In 2001, the Oriole home attendance was 3,097,841 at an average of 38,686 people per game. That was the last year over 3 million in a season. The Orioles had a 63-98 record. The next 6 years saw the attendance fall through the 2 million number.
In 2007, the Orioles home attendance was 2,164,822 at an average of 27,060 people per game. That was the last year over 2 million in a season. The Orioles had a 69-93 record. The Orioles noticed this trend of falling attendance and horrible on the field product, and hired Andy McPhail to be the General Manager. Things were going to turn around.
In 2008, the Orioles home attendance was 1,950,075 at an average of 25,000 people per game. The Orioles had a record of 68-93. Things were on the right path, it’s just that things needed time. Also, the team payroll was slashed down about $20 million dollars from 2007.

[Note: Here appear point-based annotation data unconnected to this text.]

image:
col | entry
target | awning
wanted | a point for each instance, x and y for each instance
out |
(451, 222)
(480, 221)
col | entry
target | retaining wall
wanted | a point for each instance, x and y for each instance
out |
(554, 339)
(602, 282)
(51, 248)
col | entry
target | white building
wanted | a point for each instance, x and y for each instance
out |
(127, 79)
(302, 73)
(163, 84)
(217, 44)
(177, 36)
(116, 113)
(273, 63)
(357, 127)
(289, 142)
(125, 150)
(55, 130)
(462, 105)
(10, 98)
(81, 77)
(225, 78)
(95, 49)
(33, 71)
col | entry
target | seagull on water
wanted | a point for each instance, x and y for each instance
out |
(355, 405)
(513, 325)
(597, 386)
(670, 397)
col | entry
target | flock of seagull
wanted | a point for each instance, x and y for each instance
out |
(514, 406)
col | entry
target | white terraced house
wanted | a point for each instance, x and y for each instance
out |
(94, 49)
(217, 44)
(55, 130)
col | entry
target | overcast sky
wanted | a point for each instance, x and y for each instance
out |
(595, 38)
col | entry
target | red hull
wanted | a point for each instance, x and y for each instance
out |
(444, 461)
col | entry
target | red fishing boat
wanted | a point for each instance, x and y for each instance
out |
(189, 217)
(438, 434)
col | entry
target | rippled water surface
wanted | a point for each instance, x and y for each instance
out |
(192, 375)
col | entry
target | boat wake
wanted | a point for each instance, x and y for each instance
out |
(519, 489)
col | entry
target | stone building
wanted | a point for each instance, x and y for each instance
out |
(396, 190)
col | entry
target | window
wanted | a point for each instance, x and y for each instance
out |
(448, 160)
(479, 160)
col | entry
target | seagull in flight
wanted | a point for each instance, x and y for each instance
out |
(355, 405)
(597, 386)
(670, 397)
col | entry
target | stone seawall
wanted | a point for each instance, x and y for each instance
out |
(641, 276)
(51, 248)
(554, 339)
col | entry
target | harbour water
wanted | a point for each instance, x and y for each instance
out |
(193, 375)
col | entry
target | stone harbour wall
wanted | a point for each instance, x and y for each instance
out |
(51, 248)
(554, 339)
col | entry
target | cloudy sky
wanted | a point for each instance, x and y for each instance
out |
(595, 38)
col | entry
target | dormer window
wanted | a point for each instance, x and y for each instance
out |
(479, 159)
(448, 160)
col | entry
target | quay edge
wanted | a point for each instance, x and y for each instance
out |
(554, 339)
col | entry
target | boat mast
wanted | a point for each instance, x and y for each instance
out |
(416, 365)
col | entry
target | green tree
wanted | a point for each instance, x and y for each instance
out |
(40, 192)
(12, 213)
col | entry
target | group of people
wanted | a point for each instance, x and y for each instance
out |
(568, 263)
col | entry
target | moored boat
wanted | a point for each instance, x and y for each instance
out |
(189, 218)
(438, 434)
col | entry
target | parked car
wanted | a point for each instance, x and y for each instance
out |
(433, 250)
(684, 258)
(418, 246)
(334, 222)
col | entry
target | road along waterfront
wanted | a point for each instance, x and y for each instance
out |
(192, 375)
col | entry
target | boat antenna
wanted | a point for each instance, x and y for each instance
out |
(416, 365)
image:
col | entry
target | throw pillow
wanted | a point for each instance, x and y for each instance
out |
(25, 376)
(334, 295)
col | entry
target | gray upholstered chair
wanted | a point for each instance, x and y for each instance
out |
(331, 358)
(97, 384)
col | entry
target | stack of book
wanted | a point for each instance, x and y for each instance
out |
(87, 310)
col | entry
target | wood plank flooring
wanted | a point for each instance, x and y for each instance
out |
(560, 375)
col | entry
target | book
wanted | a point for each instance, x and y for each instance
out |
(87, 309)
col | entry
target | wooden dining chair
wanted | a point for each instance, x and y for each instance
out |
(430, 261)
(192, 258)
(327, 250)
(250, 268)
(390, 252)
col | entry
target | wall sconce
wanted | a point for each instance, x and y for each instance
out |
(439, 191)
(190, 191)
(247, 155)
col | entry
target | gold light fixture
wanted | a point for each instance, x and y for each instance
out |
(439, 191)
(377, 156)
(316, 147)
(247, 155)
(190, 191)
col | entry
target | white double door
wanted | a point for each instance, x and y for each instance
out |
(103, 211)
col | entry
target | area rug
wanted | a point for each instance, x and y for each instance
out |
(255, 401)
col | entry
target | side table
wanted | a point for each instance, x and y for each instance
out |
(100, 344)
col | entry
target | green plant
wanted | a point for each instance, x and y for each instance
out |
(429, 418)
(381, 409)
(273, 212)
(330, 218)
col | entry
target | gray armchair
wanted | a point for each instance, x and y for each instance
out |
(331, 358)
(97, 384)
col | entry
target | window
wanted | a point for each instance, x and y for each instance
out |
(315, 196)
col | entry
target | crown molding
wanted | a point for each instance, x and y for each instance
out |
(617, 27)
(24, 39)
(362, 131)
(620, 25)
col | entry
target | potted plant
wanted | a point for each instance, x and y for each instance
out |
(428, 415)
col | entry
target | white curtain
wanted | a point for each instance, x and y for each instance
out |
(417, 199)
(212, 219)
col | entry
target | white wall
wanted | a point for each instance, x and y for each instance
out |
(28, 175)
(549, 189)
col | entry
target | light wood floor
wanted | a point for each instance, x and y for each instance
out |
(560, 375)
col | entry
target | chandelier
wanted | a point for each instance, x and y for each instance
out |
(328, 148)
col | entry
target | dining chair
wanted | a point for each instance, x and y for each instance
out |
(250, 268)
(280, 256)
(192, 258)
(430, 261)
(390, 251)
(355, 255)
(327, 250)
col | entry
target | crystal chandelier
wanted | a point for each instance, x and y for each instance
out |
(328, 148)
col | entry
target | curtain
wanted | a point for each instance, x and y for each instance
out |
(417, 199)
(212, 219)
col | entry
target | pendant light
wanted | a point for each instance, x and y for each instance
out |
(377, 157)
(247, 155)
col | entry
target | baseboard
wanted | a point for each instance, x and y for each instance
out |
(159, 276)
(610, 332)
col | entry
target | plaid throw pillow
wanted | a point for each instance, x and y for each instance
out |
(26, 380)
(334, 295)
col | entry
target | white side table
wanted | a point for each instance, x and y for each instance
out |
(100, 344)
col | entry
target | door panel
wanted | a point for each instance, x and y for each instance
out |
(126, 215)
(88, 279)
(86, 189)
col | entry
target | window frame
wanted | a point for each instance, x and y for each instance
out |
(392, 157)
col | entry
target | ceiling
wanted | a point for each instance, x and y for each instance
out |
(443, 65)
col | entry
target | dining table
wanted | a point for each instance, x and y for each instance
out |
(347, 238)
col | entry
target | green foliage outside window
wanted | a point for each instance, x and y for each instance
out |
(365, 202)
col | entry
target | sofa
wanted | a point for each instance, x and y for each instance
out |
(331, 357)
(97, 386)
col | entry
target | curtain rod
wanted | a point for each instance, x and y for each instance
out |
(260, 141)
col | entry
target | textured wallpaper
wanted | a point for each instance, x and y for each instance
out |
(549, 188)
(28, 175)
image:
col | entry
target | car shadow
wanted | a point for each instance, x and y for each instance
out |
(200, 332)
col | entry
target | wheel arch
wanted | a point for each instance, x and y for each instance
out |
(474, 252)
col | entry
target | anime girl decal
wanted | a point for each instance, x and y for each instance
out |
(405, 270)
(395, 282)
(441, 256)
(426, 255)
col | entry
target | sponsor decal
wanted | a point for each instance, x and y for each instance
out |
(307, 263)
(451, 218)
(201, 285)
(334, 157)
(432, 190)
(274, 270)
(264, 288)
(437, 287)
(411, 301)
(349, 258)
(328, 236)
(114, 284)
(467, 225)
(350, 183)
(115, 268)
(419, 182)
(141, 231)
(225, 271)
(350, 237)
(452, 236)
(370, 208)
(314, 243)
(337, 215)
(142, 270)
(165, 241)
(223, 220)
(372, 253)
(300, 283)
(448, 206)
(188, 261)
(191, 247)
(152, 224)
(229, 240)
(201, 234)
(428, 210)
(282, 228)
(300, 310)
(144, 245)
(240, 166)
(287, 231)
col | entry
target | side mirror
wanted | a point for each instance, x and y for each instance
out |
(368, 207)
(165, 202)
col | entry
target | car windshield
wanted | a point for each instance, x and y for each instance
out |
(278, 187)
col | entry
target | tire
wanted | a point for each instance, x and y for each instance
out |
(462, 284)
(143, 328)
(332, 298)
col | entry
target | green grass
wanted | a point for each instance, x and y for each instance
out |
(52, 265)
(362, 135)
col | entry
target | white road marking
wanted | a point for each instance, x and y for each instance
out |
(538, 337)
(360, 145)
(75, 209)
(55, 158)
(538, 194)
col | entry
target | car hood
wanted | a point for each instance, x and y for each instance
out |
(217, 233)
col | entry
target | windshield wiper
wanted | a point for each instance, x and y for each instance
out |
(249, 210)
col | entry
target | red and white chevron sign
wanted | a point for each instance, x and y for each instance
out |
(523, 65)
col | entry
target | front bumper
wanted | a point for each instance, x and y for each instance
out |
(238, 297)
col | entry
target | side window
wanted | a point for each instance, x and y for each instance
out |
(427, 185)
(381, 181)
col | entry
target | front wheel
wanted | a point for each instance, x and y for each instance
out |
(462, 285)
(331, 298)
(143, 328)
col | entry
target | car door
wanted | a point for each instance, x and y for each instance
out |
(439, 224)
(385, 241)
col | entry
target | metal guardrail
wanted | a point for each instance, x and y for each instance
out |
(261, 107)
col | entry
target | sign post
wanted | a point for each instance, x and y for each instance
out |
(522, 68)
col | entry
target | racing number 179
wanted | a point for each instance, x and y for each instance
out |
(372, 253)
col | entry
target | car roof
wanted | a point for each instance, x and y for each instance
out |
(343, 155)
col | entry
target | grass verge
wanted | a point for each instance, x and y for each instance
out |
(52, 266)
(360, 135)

In 2009, the Orioles home attendance was 1,907,163 at an average of 23,545 people per game. The Orioles had a record of 64-98. As fans, we saw Matt Weiters and Brian Matusz for the first time. This young cornerstone, along with the young Adam Jones, was going to be the key to turning this thing around. Next year, the wins will count.
In 2010, the Orioles home attendance was 1,733,018 at an average of 21,662 people per game. The Orioles had a record of 66-96. As fans, we walked away and turned them off. The start of this season was so bad, “terrifically awful” is what Andy McPhail said, that they fired the manager, replaced him with an interim manager, and then hired Buck Showalter with 2 months to go in the season.
Then, much like that scene in the Grinch that stole Christmas where the Grinch’s heart grew 3 sizes, something happened to this Orioles team. They played inspired winning baseball the last 2 months of the season. The Orioles were 35 – 23…that’s a .603 winning % under Buck. That’s a 97 win season if we play that way all year long.
Now, we have what is probably the most defining moment in the last 15 years for the Orioles. Is 1,733,018 the bottom or does attendance rise next year. As fans, we are demanding that money be spent at several positions (Big Bat at first base for example) right now. The usual buy low and cheap off-season plan will not be tolerated. Does that mean that the Orioles will actually do what they need to do? I am taking the wait and see approach. I expect them to half-heartily try, then have a built in excuse when the settle for sloppy seconds. I hope I am wrong, but the Andy McPhail regime has been “save money, go cheap” approach thru-and-thru. I will believe something else, when I see something else.